In contrast with the ancient Near Eastern flood stories, in which no cause of the flood is given (Gilgamesh Epic) or the gods decide to wipe out their human slaves because they are making too much noise (Atrahasis Epic and Eridu Genesis), the biblical account provides a profound theological motivation for the Flood: humankind's moral depravity and sinfulness, the all-pervading corruption and violence of all living beings ("all flesh") on earth (Gen 6:1-8, 11-12), which demands divine punishment.


III.       The God of the Flood (Theology)

The theological motivation provides a divine justification (theodicy) for bringing the Flood.

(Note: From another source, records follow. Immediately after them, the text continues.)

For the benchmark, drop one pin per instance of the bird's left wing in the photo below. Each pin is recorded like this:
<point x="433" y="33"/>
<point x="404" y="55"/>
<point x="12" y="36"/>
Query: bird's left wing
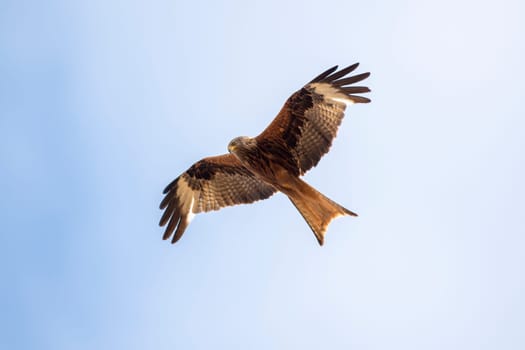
<point x="308" y="122"/>
<point x="210" y="184"/>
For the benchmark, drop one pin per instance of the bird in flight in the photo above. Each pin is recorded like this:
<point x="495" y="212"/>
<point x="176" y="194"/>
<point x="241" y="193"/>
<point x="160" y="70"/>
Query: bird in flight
<point x="257" y="167"/>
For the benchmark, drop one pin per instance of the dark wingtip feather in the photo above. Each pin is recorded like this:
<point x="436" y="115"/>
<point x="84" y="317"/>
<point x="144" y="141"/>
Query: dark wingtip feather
<point x="359" y="99"/>
<point x="351" y="80"/>
<point x="183" y="224"/>
<point x="323" y="75"/>
<point x="341" y="73"/>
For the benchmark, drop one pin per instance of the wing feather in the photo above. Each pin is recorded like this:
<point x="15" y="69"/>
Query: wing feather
<point x="310" y="118"/>
<point x="210" y="184"/>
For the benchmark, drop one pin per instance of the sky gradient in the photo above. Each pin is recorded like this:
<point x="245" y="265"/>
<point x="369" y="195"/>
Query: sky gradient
<point x="104" y="103"/>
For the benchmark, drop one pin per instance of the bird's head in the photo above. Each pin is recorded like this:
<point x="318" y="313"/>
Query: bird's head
<point x="241" y="144"/>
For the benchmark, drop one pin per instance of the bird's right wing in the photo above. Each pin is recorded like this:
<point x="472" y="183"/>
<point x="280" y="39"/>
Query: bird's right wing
<point x="210" y="184"/>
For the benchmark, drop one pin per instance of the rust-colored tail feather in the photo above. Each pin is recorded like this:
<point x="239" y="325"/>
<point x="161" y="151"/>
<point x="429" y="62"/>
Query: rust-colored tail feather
<point x="316" y="209"/>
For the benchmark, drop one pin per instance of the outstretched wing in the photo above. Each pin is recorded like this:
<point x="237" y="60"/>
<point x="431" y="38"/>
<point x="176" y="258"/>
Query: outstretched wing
<point x="210" y="184"/>
<point x="308" y="121"/>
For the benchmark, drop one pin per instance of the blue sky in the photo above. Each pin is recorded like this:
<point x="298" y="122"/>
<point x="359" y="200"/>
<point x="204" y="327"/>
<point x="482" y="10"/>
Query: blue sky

In contrast to the other ancient Near Eastern stories, in which the gods are arbitrary, acting out of unreasoning anger, selfishness, and caprice, seeking to deceive the people and not inform them of the impending flood, the biblical picture of the God of the Flood is far different. God extends a probationary period of 120 years during which His Spirit is striving with humanity to repent (Gen. 6:3) and God is warning the antediluvian world through Noah, the "preacher of righteousness" (2 Pet 2:5; cf. 1 Pet 3:19-20).

God Himself makes provision for the saving of humankind (Gen 6:14-16). He "reprents" (nāham), i.e. "Is sorry, moved to pity, having compassion, suffering grief" (Gen 6:6). God "grieves" (āsab), the same Hebrew root used of the woman's "pain" and Adam's "anguish" in the divine judgment of Genesis 3; the implication is that God Himself takes up humanity's pain and anguish (Gen 6:6; cf. 3:16, 17). The divine act of destruction is not arbitrary. God "destroys" (šāhat, vs 13) what humanity had already ruined or corrupted (šāhat, vss. 11-12); He simply mercifully brings to completion the ruin already wrought by humankind.

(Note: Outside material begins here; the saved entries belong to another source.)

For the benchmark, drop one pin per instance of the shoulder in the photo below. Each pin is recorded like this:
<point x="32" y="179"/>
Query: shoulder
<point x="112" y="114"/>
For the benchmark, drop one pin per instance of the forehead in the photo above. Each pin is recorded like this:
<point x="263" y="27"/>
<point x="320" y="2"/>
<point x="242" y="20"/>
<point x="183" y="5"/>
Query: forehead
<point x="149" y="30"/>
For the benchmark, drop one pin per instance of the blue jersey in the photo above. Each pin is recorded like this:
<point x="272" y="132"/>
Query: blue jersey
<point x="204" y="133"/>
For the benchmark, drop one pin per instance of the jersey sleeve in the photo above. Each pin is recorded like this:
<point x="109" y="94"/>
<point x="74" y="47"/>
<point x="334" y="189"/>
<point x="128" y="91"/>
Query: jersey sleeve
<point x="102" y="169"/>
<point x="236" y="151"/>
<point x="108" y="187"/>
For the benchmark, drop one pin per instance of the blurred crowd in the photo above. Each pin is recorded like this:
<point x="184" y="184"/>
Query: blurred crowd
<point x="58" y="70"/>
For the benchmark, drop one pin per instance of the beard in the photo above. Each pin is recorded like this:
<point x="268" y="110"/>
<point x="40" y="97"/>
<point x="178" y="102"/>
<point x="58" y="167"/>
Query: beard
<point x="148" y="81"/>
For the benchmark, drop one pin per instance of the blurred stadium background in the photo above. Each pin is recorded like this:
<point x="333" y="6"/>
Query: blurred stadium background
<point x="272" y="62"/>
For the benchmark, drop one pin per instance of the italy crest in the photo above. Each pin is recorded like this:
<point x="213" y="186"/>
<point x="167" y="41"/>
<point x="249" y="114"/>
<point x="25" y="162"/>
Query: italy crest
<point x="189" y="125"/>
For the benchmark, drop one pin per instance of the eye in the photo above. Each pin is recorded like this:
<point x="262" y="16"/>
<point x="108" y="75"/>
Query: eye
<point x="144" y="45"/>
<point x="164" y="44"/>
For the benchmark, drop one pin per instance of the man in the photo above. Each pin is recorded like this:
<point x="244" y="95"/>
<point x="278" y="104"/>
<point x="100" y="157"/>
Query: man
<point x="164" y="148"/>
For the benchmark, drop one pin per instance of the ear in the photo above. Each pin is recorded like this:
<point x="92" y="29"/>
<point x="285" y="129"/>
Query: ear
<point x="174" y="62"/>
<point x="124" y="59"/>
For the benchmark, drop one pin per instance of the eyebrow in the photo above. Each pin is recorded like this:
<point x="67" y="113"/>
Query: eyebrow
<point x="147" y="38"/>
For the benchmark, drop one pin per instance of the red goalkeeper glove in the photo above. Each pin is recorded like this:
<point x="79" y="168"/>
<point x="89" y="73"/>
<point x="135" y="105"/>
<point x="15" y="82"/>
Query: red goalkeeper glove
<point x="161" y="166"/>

The God of the biblical Flood is not only just and merciful; He is also free to act according to His divine will, and He possesses sovereign power and full control over the forces of nature (in contrast to the weakness and fright of the gods during the Flood, according to ancient Near Eastern stories). Yahweh's omnipotent sovereignty seems to be the theological thrust of Ps. 29:10, the only biblical reference outside Genesis employing the term mabbûl: Yahweh sat enthroned at the Flood [mabbûl]."

The choice of divine names throughout the Flood narrative, instead of indicating separate sources, seems to highlight different aspects of God's character: the generic Elohim when His universal, transcendent sovereignty or judicial authority is emphasized; and the covenant name Yahweh when His personal, ethical dealings with Noah and humankind are in view (Cassuto 1961, 35-36; Leupold 1956, 280-281).